Katholiciteit kerk impliceert strijd tegen verdeeldheid
TILBURG. Wanneer wij de katholiciteit van de kerk belijden, aanvaarden wij ook de opdracht om die waar te maken en ons in te zetten voor het opheffen van de kerkelijke verdeeldheid. Dat stelde prof. dr. Marcel Sarot vrijdag tijdens zijn oratie aan de Tilburgse universiteit als hoogleraar in de fundamentele theologie.
Zijn rede luidde ”Belijdenis en katholiciteit. Fundamenteel-theologische kanttekeningen bij een voortgaand gesprek”. Prof. Sarot, voorheen hoogleraar in Utrecht, refereerde aan het aanvragen door de Rooms-Katholieke Kerk van de domeinnaam ”katholiek” op internet. Als deze aanvraag wordt toegekend, zal het Vaticaan kunnen bepalen wie dit domein al dan niet mag gebruiken.
De protestantse reacties waren heftig. Dr. Hans Kronenburg, een van de initiatiefnemers van het Oecumenisch Forum voor Katholiciteit, kon niets anders dan er een „digitale machtsgreep” in zien. Dr. Arjan Plaisier, scriba van de Protestantse kerk in Nederland, liet weten dat echt katholiek alleen Jezus Christus is.

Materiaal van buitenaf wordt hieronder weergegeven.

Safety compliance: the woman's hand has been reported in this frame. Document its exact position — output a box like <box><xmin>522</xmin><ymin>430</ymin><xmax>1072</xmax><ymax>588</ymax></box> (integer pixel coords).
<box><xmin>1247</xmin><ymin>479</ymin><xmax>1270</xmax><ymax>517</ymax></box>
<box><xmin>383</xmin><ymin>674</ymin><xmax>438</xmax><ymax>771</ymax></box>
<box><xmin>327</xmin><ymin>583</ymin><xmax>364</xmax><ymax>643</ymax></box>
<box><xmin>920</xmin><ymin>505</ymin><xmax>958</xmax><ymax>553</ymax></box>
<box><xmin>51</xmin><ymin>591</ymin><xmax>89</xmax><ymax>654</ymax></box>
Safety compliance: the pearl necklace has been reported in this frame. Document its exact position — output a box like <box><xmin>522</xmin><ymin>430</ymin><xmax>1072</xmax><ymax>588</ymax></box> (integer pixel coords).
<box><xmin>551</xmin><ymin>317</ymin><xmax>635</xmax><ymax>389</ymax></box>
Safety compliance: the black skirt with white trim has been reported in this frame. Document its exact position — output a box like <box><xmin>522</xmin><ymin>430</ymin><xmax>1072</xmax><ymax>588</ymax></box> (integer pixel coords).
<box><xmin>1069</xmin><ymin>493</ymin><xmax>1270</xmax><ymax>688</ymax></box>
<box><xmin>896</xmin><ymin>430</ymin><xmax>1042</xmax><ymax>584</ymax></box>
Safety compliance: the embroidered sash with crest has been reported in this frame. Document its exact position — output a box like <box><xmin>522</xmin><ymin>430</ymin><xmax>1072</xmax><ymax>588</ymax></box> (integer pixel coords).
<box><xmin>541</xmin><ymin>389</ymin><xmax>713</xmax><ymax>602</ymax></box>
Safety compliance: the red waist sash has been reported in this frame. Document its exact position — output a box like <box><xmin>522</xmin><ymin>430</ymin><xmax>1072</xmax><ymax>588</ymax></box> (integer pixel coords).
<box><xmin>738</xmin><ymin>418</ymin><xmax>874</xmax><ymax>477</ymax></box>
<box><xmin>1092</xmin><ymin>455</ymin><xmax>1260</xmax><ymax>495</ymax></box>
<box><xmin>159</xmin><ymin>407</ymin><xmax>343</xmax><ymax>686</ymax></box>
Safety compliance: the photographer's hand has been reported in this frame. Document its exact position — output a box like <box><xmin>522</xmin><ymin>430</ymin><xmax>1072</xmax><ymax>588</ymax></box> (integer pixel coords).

Prof. Sarot sprak echter van een misverstand. Het complexe van de naam katholiek is dat in de geschiedenis de naam katholiek steeds meer als eigennaam werd gebruikt en als zodanig door de Rooms-Katholieke Kerk nadrukkelijk is aangevraagd. Plaisier en Kronenburg redeneren alsof ”katholiek” een gewoon bijvoeglijk naamwoord is. Omdat de eigennaam al meer dan 1600 jaar wordt gebruikt, is dit niet zo gemakkelijk uit te roeien.
In protestantse kring heeft men de naam katholiek willen vermijden, juist vanwege haar relatie met Rome. Het is volgens G. C. van Niftrik een „historisch zwaar belast begrip.” Dat was ook het geval bij Luther en in de Heidelbergse Catechismus wordt gesproken van het geloof in „een heilige, algemene, christelijke kerk.” Het woord katholiek is verdwenen.
De gangbaarste manier om de katholiciteit van de kerk opnieuw te doordenken is volgens Sarot die van Calvijn. Calvijn handhaaft de claim dat de kerk katholiek in de zin van universeel is, maar past deze nog slechts toe op de onzichtbare kerk. Hij definieert de algemene of katholieke kerk als de gelovigen die God tot het eeuwige leven heeft bestemd. Hij maakt expliciet onderscheid tussen de zichtbare kerk en de onzichtbare, die bestaat uit „de gemeenschap van hen die God heeft verkoren om hen te behouden.” Deze laatste kan men niet zien, maar slechts geloven.
Calvijn doet volgens Sarot op deze manier recht aan het aspect van de uitgebreidheid dat in de betekenis van katholiek zit: ook bij hem is de katholieke kerk over de wereld verspreid. In plaats van de rechte leer of de praktijk komt nu Gods uitverkiezing, „een zo mogelijk nóg lastiger toepasbaar criterium.” Maar de grootste afwijking ten opzichte van de traditie zit volgens Sarot wel hierin dat bij Calvijn de katholieke kerk niet langer zichtbaar en aanwijsbaar is. „Deze is slechts te geloven.”
Prof. Sarot noemde twee betekenissen van katholiek die zich niet probleemloos laten overdragen van een rooms-katholieke naar een protestantse context. Dat is het criterium van de episcopale organisatiestructuur en de vraag wat de ware, orthodoxe, leer is. Beide aspecten zijn ook in de geschiedenis van de kerk veranderd, zodat de tijd van het Apostolicum niet meer zomaar over te zetten is naar deze tijd.
Waarom zijn er dan toch altijd weer problemen met katholiciteit? Waarom hebben protestanten steeds weer het gevoel dat zij door Rome niet worden erkend in hun katholiciteit? Dat heeft volgens Sarot te maken met het feit dat voor Rome katholiciteit eerst en vooral is verbonden met universaliteit of wereldomvattendheid. En het tweede is dat Rome vasthoudt aan de vroegchristelijke gedachte dat de katholieke kerk van de geloofsbelijdenis geen abstracte grootheid is, maar een concrete kerk. „En als je hieraan vasthoudt, ligt het toch wel het erg voor de hand om in dit verband aan de Rooms-Katholieke Kerk te denken.”